When the boys were young, they went hiking and canoeing with their father, but now they were middle-aged themselves with families and jobs and obligations of their own. For several years Freeman hiked solo, covering the Trail in sections until at last he reached the top of Mount Katahdin, Maine, and figured he was done.

He even got the official certificate attesting to his accomplishment. Then one of the boys pointed out that he had skipped a part. One weekend, Freeman had diverted off the Trail to visit his sister, a rafting guide in western North Carolina, and neglected to finish a stretch between Erwin, Tenn., and Hot Springs, N.C.

Dreading the thought of “all that hiking, all that hunger,” he nevertheless set out May 28. Meanwhile, the sons had conferred and decided to come along.

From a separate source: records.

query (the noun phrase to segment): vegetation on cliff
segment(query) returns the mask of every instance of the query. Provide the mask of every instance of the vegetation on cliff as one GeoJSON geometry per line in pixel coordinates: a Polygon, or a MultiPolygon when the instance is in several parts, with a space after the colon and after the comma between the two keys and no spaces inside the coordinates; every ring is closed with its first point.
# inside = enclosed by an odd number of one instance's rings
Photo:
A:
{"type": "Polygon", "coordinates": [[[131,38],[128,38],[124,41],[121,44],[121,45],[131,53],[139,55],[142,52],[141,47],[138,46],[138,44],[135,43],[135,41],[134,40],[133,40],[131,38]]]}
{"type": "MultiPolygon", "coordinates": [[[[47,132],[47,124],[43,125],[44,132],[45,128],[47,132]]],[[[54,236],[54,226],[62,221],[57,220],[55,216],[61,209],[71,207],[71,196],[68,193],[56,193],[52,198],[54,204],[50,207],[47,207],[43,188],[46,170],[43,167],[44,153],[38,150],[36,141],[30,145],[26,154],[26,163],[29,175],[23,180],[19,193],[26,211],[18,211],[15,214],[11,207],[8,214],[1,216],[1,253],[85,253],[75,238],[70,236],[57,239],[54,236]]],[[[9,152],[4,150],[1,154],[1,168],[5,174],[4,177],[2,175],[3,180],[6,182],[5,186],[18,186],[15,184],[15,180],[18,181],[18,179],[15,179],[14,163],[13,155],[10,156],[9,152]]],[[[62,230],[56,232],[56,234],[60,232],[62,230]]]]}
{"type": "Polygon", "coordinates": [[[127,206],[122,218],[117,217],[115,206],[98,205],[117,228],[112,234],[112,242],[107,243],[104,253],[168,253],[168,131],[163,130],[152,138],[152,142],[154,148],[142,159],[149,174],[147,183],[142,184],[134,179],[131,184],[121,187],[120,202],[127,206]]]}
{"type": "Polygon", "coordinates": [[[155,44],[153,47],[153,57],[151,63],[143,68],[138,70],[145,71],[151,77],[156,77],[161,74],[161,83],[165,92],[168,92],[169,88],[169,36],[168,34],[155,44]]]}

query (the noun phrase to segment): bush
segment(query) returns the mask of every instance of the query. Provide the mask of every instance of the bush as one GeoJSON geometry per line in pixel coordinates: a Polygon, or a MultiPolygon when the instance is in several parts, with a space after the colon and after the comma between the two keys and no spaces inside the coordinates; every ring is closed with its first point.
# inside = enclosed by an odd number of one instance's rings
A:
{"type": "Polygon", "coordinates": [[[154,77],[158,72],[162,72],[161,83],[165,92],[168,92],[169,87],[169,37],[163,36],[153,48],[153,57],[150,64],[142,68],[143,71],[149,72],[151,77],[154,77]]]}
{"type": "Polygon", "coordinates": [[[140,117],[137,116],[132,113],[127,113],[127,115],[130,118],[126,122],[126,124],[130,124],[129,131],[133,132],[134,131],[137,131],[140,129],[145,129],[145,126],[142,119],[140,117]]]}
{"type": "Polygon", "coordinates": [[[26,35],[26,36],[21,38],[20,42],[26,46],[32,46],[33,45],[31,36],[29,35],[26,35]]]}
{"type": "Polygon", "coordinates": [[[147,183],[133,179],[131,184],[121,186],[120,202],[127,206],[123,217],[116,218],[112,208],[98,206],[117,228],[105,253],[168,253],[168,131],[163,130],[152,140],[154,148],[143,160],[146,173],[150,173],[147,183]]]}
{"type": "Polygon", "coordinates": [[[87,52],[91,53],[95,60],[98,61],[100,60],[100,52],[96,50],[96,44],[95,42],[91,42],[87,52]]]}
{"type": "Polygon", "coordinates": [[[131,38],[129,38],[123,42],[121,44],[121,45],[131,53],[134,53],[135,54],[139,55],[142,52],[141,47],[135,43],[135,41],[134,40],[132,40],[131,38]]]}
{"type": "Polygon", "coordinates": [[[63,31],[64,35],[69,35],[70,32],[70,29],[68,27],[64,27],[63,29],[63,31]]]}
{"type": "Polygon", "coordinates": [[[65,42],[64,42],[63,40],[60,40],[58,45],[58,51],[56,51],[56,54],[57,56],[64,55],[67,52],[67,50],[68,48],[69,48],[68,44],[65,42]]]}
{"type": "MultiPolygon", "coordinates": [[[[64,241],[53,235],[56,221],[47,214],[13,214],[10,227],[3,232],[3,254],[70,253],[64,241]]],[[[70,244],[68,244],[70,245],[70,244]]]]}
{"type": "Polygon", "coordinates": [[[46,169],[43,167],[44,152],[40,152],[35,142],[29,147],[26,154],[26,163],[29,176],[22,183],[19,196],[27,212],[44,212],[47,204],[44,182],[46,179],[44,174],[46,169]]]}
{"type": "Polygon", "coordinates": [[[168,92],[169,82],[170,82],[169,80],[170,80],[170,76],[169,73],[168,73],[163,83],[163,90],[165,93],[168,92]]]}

“Darned if they did not meet up with me,” Freeman said. That was Saturday, June 2, “And off we hiked.”

Besides honoring their father, Dan Allan said, it was a way for the brothers to be together. Joe and Gabe live in Chapel Hill, but they’re all busy with their own lives. “To spend time (together), doing something challenging like that, was a lot of fun,” he said.

Dan Allan got to talk with his father about being a father – Dan has 8-month-old twins – and life in general. The boys talked about their lives among themselves, past and present.

“I kept hearing these guys joking, remembering this and that that happened,” some things he never knew about, said Freeman Allan.

“You’re just kind of walking along ... with your family you’ve created,” Freeman Allan said. “It was very much a weaving together” of the boys, the family, the past and the future – sons now fathers themselves.

And then, Freeman said, “It hit me – my sons did this because they loved me.”

Sharing it was the most gratifying part of the 15-mile experience, Dan Allan said.

“The Trail is kind of a lone man or woman journey, where you kind of look within yourself,” Dan said. “But at the end, he wasn’t there by himself. ... We were there with him.”